Director: Li Xiaofeng
Executive Producer: Shen Yang
Producer: Feng Rui
Co-Producer: Li Xiaofeng, Shen Yi
Screenwriter: Li Xiaofeng, Wang Mu, Pan Yu
Adaptation: From a novel by Lv Yao
Cinematographer: Joewi Verhoeven
Production Designer: Zhong Cheng
Editor: Liu Yueyue
Sound: Lu Ke
Composer: Drew Hanratty
Cast: Li Jiaqi, Li Haofei, Chen Jin, Xin Peng, Li Huan, Zhang Zheng
HDCAM, color, in Mandarin w/ English s/t, 100 min.

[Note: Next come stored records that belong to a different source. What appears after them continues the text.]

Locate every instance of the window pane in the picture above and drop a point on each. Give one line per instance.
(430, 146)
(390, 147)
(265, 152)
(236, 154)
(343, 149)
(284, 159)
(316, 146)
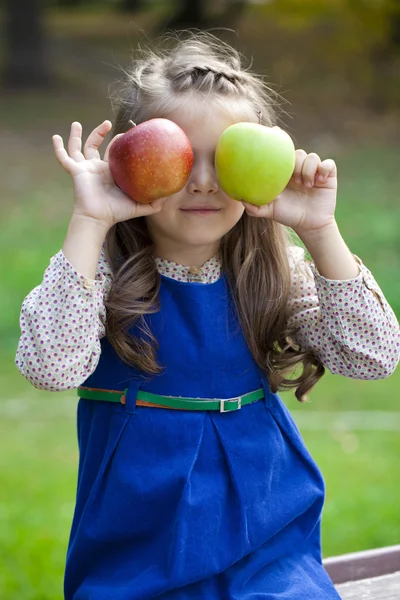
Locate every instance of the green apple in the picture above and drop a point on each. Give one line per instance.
(254, 163)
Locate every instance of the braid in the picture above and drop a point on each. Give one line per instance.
(204, 65)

In Daoist mythology, Nezha was a boy hero who slayed the son of the Dragon King and then committed suicide to avoid retaliation against his family. Li Xiaofeng’s first film reworks this beloved tale to ponder what it means to be a female warrior in a country wavering between tradition and modernity. Two teenage girls growing up in the 1990s, Li Xiaolu (Li Haofei) and Wang Xiaobing (Li Jiaqi) meet in high school, and discover themselves (rebellious) soulmates. Together they devour the books of the Taiwanese female writer San Mao (a bestselling author, with a huge following among young Chinese women, who committed suicide in 1991). They explore the hidden corners of their provincial town, its orchards and riverbanks; they meet a young boy obsessed with martial arts stories. Their friendship deepens; yet time takes its toll and gradually pushes them onto different paths. Xiaobing must face the “hypocrisy” of her parents’ marriage – her father takes up with a younger woman, her mother (Chen Jin) seeks refuge in romantic Huangmei opera arias. Later as a medical student in a distant town, Xiaobing starts a tentative relationship with a young officer, Li Danyang, who is soon relocated to a different post. Do men pass by like fragments of a dream?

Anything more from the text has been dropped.